Gravées en 14 nm (c’est beaucoup, l’entreprise compte faire mieux dans le futur), les puces GroqChip sont inspirées du travail de Google avec ses puces Tensor qui, en 2016, s’était lancé sur le marché des puces accélératrices d’IA. Il se trouve que Groq a été fondé par un ancien de Google et vise à rendre le traitement du langage beaucoup plus efficace, avec moins de puissance.
Groq est impressionnant puisqu’il est rapide. Dans un article publié par Le Monde Informatique en janvier 2024 (avant l’engouement), le fondateur de l’entreprise expliquait constater un intérêt pour sa technologie depuis l’éclosion de ChatGPT. Il y explique qu’un « LPU a moins de ressources de calcul qu’un GPU, mais plus qu’un processeur central (CPU), et réduit le temps calculé par mot, permettant ainsi de générer des séquences de texte beaucoup plus rapidement. ». Un LPU inclut des circuits conçus pour accélérer les calculs de réseaux de neurones profonds, tels que les transformations de tenseurs et les opérations matricielles, qui sont cruciaux pour les modèles de langage.
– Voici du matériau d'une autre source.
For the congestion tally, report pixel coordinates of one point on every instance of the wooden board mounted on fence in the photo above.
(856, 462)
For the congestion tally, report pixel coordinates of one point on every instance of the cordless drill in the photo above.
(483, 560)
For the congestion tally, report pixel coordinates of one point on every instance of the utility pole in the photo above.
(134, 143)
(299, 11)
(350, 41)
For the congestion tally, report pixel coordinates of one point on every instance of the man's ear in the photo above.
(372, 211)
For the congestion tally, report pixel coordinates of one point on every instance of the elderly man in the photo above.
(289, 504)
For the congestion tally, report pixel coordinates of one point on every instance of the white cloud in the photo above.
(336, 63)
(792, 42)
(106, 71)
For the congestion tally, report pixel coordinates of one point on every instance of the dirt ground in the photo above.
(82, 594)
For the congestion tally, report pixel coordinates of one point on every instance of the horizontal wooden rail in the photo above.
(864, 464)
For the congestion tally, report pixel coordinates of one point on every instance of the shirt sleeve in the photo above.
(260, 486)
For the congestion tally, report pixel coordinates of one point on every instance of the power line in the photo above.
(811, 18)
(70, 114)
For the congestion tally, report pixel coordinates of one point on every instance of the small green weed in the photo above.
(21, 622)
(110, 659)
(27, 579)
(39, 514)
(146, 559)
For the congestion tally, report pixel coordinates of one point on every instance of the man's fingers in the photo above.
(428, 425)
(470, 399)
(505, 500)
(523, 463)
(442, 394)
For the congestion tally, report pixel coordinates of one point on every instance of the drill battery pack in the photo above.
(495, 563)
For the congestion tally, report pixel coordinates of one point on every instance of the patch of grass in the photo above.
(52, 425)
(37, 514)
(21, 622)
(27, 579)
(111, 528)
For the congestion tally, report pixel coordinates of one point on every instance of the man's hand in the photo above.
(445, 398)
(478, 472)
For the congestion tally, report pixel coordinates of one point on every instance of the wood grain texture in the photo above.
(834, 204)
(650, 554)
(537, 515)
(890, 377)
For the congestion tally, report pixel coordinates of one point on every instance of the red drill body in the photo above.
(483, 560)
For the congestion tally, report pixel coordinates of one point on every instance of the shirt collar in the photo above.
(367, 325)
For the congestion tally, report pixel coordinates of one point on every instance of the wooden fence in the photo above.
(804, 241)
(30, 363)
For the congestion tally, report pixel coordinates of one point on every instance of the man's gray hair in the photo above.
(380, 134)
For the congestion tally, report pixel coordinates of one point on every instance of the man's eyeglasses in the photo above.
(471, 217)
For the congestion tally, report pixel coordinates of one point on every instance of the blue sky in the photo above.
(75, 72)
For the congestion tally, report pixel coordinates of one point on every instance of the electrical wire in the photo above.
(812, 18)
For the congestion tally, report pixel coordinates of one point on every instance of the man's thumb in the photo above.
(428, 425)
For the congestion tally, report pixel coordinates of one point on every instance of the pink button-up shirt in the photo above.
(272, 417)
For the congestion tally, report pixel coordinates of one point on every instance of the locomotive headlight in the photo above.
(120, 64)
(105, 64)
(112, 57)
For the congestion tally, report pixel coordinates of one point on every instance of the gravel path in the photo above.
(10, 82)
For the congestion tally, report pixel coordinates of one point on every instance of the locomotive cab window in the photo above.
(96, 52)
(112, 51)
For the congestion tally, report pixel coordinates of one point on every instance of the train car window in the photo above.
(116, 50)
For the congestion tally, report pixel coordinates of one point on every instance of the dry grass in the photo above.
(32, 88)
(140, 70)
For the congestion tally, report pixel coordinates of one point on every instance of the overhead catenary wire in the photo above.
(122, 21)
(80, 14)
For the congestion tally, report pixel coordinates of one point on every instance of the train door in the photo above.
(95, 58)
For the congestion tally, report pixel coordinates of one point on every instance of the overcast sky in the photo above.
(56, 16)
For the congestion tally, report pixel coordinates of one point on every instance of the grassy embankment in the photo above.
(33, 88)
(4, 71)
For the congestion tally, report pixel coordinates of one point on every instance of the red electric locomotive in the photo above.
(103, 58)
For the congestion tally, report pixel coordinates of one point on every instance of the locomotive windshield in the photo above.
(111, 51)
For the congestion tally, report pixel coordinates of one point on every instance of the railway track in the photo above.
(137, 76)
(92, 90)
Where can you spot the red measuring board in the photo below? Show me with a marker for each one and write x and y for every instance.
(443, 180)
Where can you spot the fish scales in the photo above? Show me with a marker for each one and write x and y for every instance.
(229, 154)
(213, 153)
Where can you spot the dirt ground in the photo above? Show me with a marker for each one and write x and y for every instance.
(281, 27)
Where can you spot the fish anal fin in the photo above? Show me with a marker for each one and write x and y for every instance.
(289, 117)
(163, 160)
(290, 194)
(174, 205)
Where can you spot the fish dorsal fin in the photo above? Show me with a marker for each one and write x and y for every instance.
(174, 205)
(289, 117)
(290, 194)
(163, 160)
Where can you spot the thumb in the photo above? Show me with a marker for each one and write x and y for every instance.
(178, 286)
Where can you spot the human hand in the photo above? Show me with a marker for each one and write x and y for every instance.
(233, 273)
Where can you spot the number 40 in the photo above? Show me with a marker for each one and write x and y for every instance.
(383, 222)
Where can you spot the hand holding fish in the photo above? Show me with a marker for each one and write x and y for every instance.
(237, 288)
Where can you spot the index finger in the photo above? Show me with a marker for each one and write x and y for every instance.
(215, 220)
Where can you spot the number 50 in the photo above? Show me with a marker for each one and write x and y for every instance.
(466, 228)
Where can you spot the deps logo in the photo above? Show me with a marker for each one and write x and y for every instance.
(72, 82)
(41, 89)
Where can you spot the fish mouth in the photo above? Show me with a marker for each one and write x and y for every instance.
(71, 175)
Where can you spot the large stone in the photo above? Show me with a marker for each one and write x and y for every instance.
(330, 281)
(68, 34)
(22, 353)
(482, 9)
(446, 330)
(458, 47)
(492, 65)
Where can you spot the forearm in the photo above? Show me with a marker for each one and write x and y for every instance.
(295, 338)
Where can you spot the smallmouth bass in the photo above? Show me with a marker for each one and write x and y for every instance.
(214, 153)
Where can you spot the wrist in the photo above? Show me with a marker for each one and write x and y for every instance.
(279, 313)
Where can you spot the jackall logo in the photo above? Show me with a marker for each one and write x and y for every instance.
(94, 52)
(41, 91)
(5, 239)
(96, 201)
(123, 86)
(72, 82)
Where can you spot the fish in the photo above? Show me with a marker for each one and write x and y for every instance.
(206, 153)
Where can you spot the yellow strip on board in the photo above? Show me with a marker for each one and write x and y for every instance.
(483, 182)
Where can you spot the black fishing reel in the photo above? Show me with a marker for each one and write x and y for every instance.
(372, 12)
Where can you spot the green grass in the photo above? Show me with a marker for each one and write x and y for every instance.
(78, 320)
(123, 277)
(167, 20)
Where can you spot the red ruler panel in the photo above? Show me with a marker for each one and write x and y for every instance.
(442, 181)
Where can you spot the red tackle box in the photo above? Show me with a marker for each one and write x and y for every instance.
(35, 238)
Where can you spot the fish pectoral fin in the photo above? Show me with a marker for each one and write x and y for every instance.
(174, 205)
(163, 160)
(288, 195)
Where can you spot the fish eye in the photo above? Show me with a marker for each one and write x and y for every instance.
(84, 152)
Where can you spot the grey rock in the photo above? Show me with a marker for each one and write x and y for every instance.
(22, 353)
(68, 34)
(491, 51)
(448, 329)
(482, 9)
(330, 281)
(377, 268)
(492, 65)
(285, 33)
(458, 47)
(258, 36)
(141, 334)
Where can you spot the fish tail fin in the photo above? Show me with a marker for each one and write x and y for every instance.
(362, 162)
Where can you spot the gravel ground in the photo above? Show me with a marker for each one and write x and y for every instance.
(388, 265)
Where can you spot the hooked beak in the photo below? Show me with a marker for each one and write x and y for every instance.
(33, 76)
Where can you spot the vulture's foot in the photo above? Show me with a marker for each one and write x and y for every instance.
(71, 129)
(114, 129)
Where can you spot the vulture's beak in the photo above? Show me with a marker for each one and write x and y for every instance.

Un LPU réduit la latence et augmente le débit des données par rapport aux GPU, qui ne sont pas optimisés pour les LLM.
Techniquement parlant, Groq dit pouvoir générer plus de 400 tokens par seconde, là où un modèle alimenté par des processeurs graphiques bloque autour des 100. C’est impressionnant, mais c’est aussi à relativiser. Une puce GroqChip a moins de puissance unitaire qu’un GPU Nvidia, ce qui implique d’en posséder plusieurs centaines pour arriver à de telles performances. Certains s’interrogent aussi sur sa polyvalence : dans l’hypothèse où Groq coûte moins par requête, sera-t-il aussi capable de gérer de nouvelles fonctions, comme la génération d’images réalistes ou de vidéos ? Comme le L de LPU l’indique, Groq est conçu pour le langage.
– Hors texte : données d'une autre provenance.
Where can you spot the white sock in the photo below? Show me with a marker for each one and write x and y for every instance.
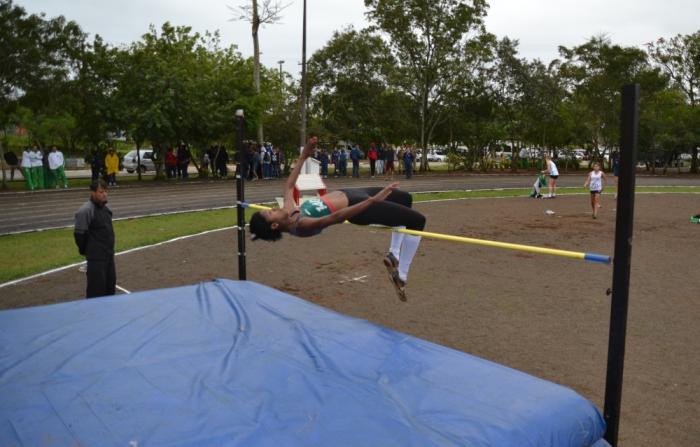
(408, 251)
(396, 240)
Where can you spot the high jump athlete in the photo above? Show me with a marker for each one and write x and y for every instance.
(386, 206)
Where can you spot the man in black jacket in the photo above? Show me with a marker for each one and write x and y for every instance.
(94, 237)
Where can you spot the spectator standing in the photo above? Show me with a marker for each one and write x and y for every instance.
(553, 173)
(595, 180)
(27, 169)
(12, 162)
(323, 158)
(170, 163)
(399, 159)
(205, 164)
(95, 165)
(267, 163)
(46, 170)
(408, 158)
(183, 161)
(616, 169)
(275, 162)
(343, 161)
(335, 159)
(355, 156)
(37, 159)
(222, 162)
(112, 166)
(389, 163)
(372, 156)
(380, 160)
(94, 237)
(254, 162)
(212, 160)
(57, 165)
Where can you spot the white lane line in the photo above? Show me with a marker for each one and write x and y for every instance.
(131, 250)
(138, 216)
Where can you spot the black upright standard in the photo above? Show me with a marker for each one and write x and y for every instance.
(240, 198)
(629, 121)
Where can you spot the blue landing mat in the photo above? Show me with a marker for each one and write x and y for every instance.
(237, 363)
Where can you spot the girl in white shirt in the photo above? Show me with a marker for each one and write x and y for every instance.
(553, 173)
(596, 179)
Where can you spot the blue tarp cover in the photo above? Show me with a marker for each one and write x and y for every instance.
(237, 363)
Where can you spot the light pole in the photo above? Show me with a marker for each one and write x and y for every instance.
(241, 168)
(302, 132)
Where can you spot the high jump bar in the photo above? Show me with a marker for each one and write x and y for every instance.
(591, 257)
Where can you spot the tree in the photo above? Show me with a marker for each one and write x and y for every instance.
(268, 12)
(427, 38)
(594, 74)
(349, 81)
(680, 59)
(37, 55)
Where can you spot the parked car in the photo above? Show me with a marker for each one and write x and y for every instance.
(131, 161)
(432, 156)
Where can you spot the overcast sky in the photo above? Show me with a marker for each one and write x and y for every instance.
(540, 25)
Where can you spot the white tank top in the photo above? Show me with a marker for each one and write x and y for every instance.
(596, 181)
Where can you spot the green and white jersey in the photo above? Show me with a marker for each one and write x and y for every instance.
(316, 207)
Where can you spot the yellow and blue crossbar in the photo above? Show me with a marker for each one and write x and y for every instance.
(591, 257)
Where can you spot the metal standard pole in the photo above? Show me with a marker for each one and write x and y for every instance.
(240, 197)
(302, 131)
(629, 121)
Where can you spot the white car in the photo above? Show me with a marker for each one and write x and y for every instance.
(131, 161)
(432, 156)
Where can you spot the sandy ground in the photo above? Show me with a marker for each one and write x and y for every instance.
(544, 315)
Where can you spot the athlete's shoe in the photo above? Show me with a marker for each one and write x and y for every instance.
(390, 262)
(399, 285)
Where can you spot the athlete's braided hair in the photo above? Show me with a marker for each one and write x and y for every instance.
(262, 229)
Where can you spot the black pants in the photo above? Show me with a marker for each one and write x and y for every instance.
(394, 211)
(102, 278)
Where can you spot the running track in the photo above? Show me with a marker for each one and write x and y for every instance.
(23, 211)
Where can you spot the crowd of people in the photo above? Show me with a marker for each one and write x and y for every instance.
(383, 160)
(41, 169)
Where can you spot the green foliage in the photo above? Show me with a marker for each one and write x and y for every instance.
(430, 41)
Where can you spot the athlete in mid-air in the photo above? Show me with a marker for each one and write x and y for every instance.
(386, 206)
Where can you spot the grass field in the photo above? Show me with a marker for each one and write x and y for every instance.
(28, 253)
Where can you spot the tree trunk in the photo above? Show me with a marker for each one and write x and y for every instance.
(256, 63)
(2, 163)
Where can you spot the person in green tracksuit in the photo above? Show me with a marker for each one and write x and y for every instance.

Cela dit, l’éclosion d’une nouvelle catégorie de puces parallèlement à l’explosion des IA génératives n’aurait rien d’étonnant. Chaque révolution technologique s’accompagne généralement d’innovations logicielles et matérielles, il est plus que logique de voir des fabricants de puces s’attaquer frontalement à l’IA avec des composants dédiés. C’est d’ailleurs ce qui a motivé la création des « Neural Engine » dans certains téléphones haut de gamme, des puces dédiées au machine learning.
In fine, les LPU pourraient devenir d’incroyables compléments pour les GPU, sans pour autant les remplacer. À la manière des NPU (Neural) et des TPU (Tensor), les LPU pourraient s’imposer en tant que coprocesseurs dédiés aux tâches textuelles, notamment grâce aux travaux de Groq. Autrement dit, il est peu probable que Nvidia doive s’en méfier. Au contraire, les LPU pourraient renforcer son business, puisque l’on peut facilement imaginer que l’entreprise travaille aussi sur ce type d’architecture. En effet, les travaux de Google avec ses puces Tensor sont en libre accès.